You're arguing against a strawman of deontology. Do you seriously think any actual deontological system values all possible types of "helping nazis" as equally bad? In the comment you responded to @jfk mentioned a hierarchy of values, is it so hard to apply that same logic to different actions within the same category? Both lying and helping nazis are both "performing an action", so your assertion seems to be that they must therefore be of equal moral worth since there is at least one category containing both of them.

Once you start placing different values of different types of "helping nazis" you're back to consequentialism but with extra steps, for how do you decide what types of helping nazis are worse than others?

Consider a case where a Nazi soldier asks you for the passcode to a safe which contains some amount of money inside. The Nazi wants to take the money inside and use it for general Nazi purposes. You can lie and tell him you don't know the passcode in which case he won't get the money or give him the passcode by telling the truth. I think it is clearly worse to tell him the passcode if the safe contains $1 billion vs if the safe contains 50 cents plus a used chewing gum wrapper.

In the latter case it might very well be worth just giving the password instead of lying, but in the former case you really shouldn't do it.

How do you decide how much worse handing $1 billion to the Nazis is vs handing them 50 cents under a deontological system to see if the "badness" is more or less than telling the lie "I don't know the passcode to the safe" if not for some form of consequentialism?

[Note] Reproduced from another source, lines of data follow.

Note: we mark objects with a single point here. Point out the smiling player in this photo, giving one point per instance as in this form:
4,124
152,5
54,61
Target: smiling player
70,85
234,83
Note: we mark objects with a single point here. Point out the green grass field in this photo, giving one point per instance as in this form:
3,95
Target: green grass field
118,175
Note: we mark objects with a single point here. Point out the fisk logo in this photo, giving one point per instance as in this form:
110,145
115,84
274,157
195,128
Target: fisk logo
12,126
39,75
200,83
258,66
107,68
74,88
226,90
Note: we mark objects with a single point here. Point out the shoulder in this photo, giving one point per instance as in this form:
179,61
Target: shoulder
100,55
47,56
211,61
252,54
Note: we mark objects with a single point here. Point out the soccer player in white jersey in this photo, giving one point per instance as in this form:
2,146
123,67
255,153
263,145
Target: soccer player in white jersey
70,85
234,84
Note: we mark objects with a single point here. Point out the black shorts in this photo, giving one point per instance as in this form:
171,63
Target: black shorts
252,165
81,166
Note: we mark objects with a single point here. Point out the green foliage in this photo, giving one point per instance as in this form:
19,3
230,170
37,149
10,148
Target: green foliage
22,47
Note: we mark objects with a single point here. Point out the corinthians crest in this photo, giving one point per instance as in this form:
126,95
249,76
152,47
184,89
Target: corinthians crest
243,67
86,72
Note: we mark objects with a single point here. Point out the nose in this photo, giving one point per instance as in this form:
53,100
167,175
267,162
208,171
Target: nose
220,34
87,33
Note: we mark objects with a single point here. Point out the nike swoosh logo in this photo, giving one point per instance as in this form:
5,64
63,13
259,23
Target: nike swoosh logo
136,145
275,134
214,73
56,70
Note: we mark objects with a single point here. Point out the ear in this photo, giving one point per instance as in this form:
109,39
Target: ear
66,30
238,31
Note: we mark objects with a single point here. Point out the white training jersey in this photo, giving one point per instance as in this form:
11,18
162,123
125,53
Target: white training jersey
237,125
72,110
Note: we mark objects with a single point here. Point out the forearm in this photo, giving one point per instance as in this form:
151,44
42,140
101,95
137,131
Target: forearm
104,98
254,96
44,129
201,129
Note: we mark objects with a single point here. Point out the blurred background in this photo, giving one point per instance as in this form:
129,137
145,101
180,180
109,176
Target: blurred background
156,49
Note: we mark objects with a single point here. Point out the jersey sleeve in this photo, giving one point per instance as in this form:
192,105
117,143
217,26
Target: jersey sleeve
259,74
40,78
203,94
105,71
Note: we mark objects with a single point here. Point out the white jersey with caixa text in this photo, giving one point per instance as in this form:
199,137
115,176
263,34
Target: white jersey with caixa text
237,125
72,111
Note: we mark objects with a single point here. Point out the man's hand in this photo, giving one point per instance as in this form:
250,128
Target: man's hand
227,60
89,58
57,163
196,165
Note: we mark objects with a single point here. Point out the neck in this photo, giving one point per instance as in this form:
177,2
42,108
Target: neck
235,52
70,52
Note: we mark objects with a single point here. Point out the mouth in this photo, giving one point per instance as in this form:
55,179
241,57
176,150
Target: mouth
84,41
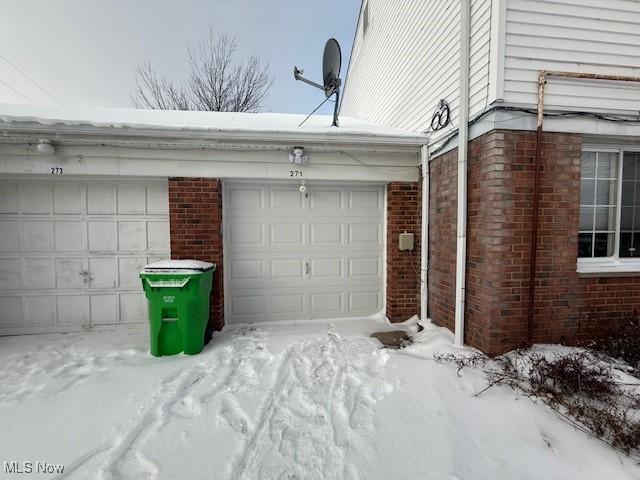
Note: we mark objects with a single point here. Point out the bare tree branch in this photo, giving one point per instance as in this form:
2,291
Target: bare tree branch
215,82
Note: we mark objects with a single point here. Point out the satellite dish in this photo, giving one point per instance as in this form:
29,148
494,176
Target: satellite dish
331,62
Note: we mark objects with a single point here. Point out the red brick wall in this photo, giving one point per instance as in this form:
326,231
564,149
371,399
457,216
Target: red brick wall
443,173
568,308
195,224
404,201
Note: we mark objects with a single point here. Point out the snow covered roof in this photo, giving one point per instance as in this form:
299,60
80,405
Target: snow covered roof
228,125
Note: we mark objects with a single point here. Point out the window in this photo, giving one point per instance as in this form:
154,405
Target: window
609,229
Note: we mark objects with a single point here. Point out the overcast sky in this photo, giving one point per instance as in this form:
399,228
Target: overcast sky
85,53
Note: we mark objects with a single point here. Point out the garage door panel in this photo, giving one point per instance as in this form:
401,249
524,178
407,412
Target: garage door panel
37,235
365,200
104,308
69,259
102,236
129,269
40,310
322,257
286,234
69,236
10,311
243,270
101,199
133,308
327,303
35,198
326,268
73,310
246,234
103,272
247,304
245,198
365,267
326,234
10,274
326,201
69,273
132,236
68,198
8,198
287,269
131,199
9,237
37,273
286,304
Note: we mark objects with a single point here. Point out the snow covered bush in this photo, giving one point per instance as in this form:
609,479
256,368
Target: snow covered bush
581,386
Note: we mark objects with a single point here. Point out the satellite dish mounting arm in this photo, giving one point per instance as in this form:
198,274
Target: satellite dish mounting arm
297,73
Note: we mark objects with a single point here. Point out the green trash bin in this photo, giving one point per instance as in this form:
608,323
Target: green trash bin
178,297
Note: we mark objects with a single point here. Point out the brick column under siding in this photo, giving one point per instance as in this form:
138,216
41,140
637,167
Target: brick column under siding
403,268
568,308
195,225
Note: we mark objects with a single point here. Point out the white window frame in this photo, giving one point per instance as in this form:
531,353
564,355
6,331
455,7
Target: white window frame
612,265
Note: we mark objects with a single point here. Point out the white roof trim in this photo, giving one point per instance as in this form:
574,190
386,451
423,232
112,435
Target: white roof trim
215,126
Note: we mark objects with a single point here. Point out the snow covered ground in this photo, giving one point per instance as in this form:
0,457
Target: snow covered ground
287,401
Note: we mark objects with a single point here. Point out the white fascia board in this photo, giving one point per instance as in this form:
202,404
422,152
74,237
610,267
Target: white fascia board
592,129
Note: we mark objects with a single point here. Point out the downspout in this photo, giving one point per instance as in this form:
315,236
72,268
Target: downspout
542,80
463,140
424,241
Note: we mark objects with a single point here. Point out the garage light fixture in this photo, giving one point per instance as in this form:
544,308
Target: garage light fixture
45,147
297,156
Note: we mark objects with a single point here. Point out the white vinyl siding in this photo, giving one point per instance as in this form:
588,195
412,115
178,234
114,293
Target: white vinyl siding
71,251
409,60
590,36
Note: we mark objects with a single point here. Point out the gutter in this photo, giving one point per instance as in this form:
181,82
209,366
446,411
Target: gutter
424,240
213,135
463,140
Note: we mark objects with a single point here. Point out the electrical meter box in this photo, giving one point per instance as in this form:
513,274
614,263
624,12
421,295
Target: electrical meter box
405,241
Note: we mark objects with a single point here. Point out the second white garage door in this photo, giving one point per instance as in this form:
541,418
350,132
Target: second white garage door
293,255
71,250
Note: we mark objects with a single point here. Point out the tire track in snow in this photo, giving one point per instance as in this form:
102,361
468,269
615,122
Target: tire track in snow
249,450
321,398
229,365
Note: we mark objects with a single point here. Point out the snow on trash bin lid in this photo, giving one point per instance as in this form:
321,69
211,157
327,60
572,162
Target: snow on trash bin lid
183,266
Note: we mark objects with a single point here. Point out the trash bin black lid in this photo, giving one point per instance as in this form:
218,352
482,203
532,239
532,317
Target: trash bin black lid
179,265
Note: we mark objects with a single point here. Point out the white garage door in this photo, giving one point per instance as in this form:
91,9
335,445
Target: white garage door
296,256
71,250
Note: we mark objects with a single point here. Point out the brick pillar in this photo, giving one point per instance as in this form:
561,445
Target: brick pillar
195,216
403,268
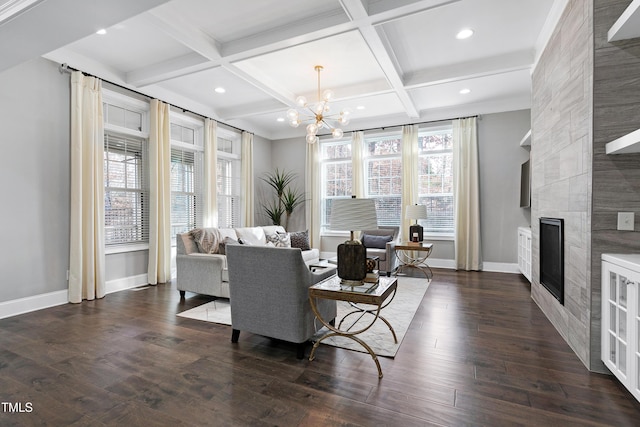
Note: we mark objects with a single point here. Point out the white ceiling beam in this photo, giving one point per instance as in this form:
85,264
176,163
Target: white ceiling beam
247,111
185,33
256,78
295,33
52,24
376,40
522,60
172,68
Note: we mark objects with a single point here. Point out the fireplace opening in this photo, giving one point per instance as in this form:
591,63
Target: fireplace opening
552,256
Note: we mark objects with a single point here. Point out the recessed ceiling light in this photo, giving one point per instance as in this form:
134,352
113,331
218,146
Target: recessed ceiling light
464,34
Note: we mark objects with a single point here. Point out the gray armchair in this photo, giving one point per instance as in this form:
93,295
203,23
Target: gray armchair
385,251
269,295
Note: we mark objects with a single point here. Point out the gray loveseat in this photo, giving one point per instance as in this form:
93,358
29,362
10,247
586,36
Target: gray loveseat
207,273
269,294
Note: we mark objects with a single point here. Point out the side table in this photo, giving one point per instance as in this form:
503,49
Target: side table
374,294
414,255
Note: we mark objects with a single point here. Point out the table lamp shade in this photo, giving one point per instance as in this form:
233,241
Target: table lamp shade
353,215
416,231
416,212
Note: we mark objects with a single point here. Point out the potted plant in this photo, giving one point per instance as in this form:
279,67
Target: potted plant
287,198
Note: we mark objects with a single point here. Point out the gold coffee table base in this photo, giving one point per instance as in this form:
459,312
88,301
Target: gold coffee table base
331,289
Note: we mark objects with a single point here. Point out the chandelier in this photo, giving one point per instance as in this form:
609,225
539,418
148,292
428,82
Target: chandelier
318,115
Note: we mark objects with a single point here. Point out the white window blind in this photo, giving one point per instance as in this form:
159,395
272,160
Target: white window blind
337,172
383,177
123,117
186,190
228,188
126,190
435,180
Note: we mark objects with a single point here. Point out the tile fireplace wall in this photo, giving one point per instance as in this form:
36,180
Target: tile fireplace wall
585,94
561,119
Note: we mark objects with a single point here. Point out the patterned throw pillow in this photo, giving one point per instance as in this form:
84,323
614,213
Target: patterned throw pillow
279,240
300,239
206,239
222,247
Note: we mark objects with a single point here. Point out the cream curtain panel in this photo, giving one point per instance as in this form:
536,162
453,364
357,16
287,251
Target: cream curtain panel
409,175
210,173
86,252
159,270
466,191
247,180
313,191
357,162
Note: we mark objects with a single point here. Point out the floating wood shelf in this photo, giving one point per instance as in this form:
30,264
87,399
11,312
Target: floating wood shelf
629,143
628,25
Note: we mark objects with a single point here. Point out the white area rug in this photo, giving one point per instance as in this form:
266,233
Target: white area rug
217,311
399,313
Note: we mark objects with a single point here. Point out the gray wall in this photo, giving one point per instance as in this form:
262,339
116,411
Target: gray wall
501,156
561,168
616,178
34,221
290,155
35,122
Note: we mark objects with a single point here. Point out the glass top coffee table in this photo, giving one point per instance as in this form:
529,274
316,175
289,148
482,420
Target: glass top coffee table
376,295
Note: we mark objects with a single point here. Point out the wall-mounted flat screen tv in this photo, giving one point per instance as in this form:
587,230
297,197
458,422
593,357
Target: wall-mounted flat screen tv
525,185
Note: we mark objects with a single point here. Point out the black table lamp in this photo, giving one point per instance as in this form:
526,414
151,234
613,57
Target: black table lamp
353,215
416,231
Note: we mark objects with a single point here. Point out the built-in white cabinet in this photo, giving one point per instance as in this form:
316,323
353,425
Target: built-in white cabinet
524,251
621,318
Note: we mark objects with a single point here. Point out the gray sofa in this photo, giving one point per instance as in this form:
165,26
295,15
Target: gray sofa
207,273
269,294
387,254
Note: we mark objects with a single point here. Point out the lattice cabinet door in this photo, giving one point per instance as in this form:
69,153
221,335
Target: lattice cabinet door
621,321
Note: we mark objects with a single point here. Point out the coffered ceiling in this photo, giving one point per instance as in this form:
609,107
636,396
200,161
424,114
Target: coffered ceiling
390,61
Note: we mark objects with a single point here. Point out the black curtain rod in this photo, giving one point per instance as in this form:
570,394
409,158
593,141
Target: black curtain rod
408,124
65,68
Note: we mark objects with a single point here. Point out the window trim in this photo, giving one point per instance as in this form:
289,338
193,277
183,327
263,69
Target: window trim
142,107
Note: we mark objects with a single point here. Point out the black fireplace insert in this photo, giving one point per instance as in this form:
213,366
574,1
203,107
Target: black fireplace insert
552,256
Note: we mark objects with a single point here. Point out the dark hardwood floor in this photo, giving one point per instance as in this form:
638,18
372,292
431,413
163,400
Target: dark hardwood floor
478,352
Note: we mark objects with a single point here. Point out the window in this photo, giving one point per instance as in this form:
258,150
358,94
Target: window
383,177
336,170
228,179
187,174
126,191
435,180
126,195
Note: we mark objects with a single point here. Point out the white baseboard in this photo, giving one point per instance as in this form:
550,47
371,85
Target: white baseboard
498,267
33,303
52,299
125,283
501,267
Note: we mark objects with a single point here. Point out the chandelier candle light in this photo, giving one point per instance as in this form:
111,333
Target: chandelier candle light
318,114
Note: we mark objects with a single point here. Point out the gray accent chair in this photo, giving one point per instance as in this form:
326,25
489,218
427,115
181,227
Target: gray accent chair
387,256
200,273
269,294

See my comment here. Moral philosophies in general are consequentialist, in the sense that they do consider consequences.

Literally just google it and the top result says:

Deontology is usually contrasted with consequentialism (and both with virtue ethics). Whereas consequentialists maintain that the right action is determined solely by its consequences, deontologists deny this and hold that the right action is not determined solely by its consequences.

Consequentialism asserts consequences are all that matters. Disagreeing with that assertion doesn't mean ignoring consequences entirely, nor does considering consequences necessarily mean you cannot consider anything else.

You're familiar with timeless decision theory right? That's deontology, not consequentialism.

Moral theories tend to merge at the complex end imo. In practice a timeless decision theory supporter will not be commonly referred to as a deontologist, even though his theory is on the surface similar to the categorical imperative, with the law being less universal (eg, the action of lying is divided instead of being considered in whole, and allowed/ordered in the particular nazi cases).

The common understading of deontology is absolutism : “Absolutists assert that there are exceptionless moral rules or intrinsically wrong actions that are absolutely wrong and may never be performed, whatever the consequences. “

The TDT guy (for the record, close to my own position) can, and will, claim that his theory results in the best outcome (as opposed to doing your duty for duty’s sake), making him a consequentialist again, for real this time.

Have I been deontologing wrong this whole time? I didn't think deontologists were incapable of considering consequences, I thought they just also considered other things as well, like duty, rules, rights etc. The difference between a deontologist and a consequentialist, I thought, was that the consequentialist doesn't beat himself up for taking necessary but unfortunate actions.